Well, I have this bad habit of holding on to everything, so as you can imagine, I have quite a few old stuff lurking around. One of these was this good old thurstmaster formula 1 racing wheel, which served me well back in the days, but is now completely useless as modern PCs have no game ports.
Gameport? What is that?
The game port was a traditional connector for video game input devices back in the day, usually integrated on the sound card. Since USB has taken over for almost all devices out there, the game port has pretty much vanished from the game controller industry. This is indicated clearly by even Microsoft discontinuing game port support from Windows Vista.
It featured a number of analog (converted into digital with an ADC [analog digital converter on the sound card]) and digital signals, which were usually driven by potentiometers and switches. This allowed for 4 digital buttons, and 4 analog axis, which could be used in one joystick, or two with an appropriate splitter cable. (More at: http://en.wikipedia.org/wiki/Game_port)
Thrustmaster Formula 1 Steering Wheel
The steering wheel contains two buttons on the wheel itself, a stick shift with up and down (respectively two more buttons), and an accelerator and brake pedals. The steering wheel and the pedals are the analog signals, using the supplied Vcc and GND to return a voltage corresponding to the position of the wheel. After measuring the signals with a volt meter, the readings did not seem to vary a lot, so putting in an extra resistor on the two analog lines (acting as a voltage divider) allowed for some better measurements.
Even though I have been doing some microcontroller programming the last couple of years, I have only recently discovered the Arduino. It seems like a hot topic nowadays, and it turns out it can be pretty useful in certain situations. The aim of the device is to provide everyone a relatively easy start into the microcontroller world, and yet it still manages to keep the flexibility to do advanced stuff too (such as in line assembly or direct register manipulations). It provides some very convenient libraries to prototype projects fast, without having to deal with very low level issues such as timers/interrupt service routines and such. (More at: http://www.arduino.cc/)

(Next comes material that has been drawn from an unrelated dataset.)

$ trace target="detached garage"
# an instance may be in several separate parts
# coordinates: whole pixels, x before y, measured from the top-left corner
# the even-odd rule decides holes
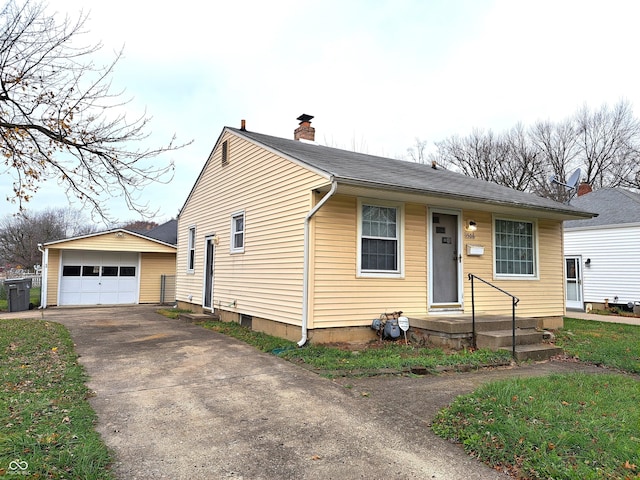
[[[176,246],[151,235],[115,229],[42,245],[42,306],[160,303]]]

To give a better idea on how the project is built up, here is an overview:
The first step in the process is that the joystick needs to be calibrated. Why? Because every analog joystick is a bit different, which means returns a different range of values for the same position. Moreover, due to mechanical wear, this calibration process needs to be redone every now and then too.
During the calibration process, the two analog axis need to be moved to their furthest possible locations in order to find out the minimum and maximum positions, as well as their center. The center is also important, because there are cases where the center is NOT in the middle of the maximum-minimum location, and in that case the joystick would constantly “turn left” (or right in the case of a steering wheel), or accelerate/brake without pressing the pedals.

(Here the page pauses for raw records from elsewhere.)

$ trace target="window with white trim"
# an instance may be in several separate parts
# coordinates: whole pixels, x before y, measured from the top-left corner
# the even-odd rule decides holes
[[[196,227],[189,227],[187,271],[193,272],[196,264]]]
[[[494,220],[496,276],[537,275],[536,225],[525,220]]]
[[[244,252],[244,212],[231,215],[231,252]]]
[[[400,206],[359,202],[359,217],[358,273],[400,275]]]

So to return meaningful and uniform values from any kind of joystick, the decision was made that it will return the location of each axis in percentage, being 50% the neutral position. (The calculation on how the values were normalized can be found in the source code)

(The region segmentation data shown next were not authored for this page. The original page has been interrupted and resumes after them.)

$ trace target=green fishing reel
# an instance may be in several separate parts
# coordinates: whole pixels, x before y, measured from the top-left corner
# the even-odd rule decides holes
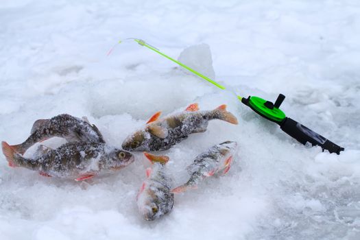
[[[296,121],[287,117],[284,112],[279,108],[285,99],[285,95],[279,94],[275,104],[273,104],[259,97],[249,96],[248,98],[241,98],[241,102],[260,116],[278,124],[283,131],[304,145],[309,142],[313,146],[320,146],[323,150],[326,149],[330,153],[337,154],[344,150],[344,147],[336,145]]]
[[[160,50],[157,48],[147,44],[143,40],[138,38],[128,38],[128,40],[134,40],[141,46],[145,47],[149,49],[154,51],[162,56],[170,60],[171,61],[173,61],[173,62],[179,64],[180,66],[189,70],[202,79],[208,81],[211,84],[216,86],[222,90],[226,89],[225,86],[219,84],[219,83],[185,65],[184,64],[169,57],[169,56],[160,51]],[[121,43],[121,41],[119,41],[119,43]],[[111,52],[111,51],[112,50],[109,51],[109,53]],[[315,132],[309,128],[305,127],[304,125],[298,123],[296,121],[291,119],[289,117],[287,117],[284,112],[283,112],[279,108],[280,106],[285,99],[285,96],[284,96],[283,94],[280,94],[278,95],[276,101],[275,101],[275,104],[273,104],[270,101],[265,100],[259,97],[249,96],[248,98],[244,98],[238,95],[237,98],[243,104],[250,107],[260,116],[278,124],[283,131],[304,145],[306,145],[306,143],[309,142],[313,146],[320,146],[323,151],[326,149],[330,153],[336,153],[337,154],[339,154],[340,152],[344,151],[344,147],[335,144],[332,141],[326,139],[324,136]]]

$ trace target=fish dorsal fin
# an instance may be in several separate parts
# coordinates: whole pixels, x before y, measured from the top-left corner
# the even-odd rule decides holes
[[[152,115],[152,117],[150,117],[149,121],[146,122],[146,124],[152,123],[153,121],[158,120],[160,115],[161,115],[161,112],[155,112],[155,114]]]
[[[167,129],[162,128],[157,125],[151,125],[149,126],[149,132],[157,137],[160,139],[165,139],[167,136],[168,132]]]
[[[217,119],[226,121],[232,124],[237,124],[237,119],[231,112],[226,111],[226,104],[218,106],[215,110],[217,113]]]
[[[152,175],[152,169],[151,167],[148,167],[146,169],[146,177],[149,178],[150,177],[150,175]]]
[[[197,103],[191,104],[185,109],[187,112],[196,112],[199,110],[199,104]]]
[[[86,123],[90,124],[90,121],[88,121],[88,117],[86,116],[82,117],[82,120],[85,121]]]
[[[159,163],[165,165],[169,159],[167,156],[156,156],[146,152],[144,152],[144,155],[152,163]]]
[[[38,119],[35,121],[32,125],[31,134],[34,133],[38,129],[39,129],[43,125],[44,125],[49,119]]]
[[[226,104],[220,105],[219,106],[216,108],[216,109],[221,110],[223,110],[223,111],[226,111]]]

Once the values are read out of the joystick, a packet size of 7 bytes are sent over the serial line to the PC. These 7 bytes consist of the first byte indicating if the joystick has been calibrated or not, then the values for the X and Y axis, and the values for the four buttons. (This could be further optimized by modifying individual bits in a byte for both the calibration and the 4 buttons, but programming wise this was simpler and there aren’t any latency concerns to worry about)
On the PC side, a small C code is sitting and listening on the serial port for packets, once it receives them it does some post processing (inverting axis: I found out that apparently >50 is braking and < 50 is accelerating… would have thought the opposite…), and sends the received values to the PPJoy Virtual Joystick (http://ppjoy.blogspot.com/) over some IOCTLs. PPJoy emulates a joystick device, which can then be used in any game which supports the standard joysticks.
And thats it! A few hours of hacking over the weekend, and the old steering wheel is back in action.
Sure I could have went out and bought a new USB steering wheel, or an existing game-port to USB device, but where is the fun in that? The journey is just as important as the results right?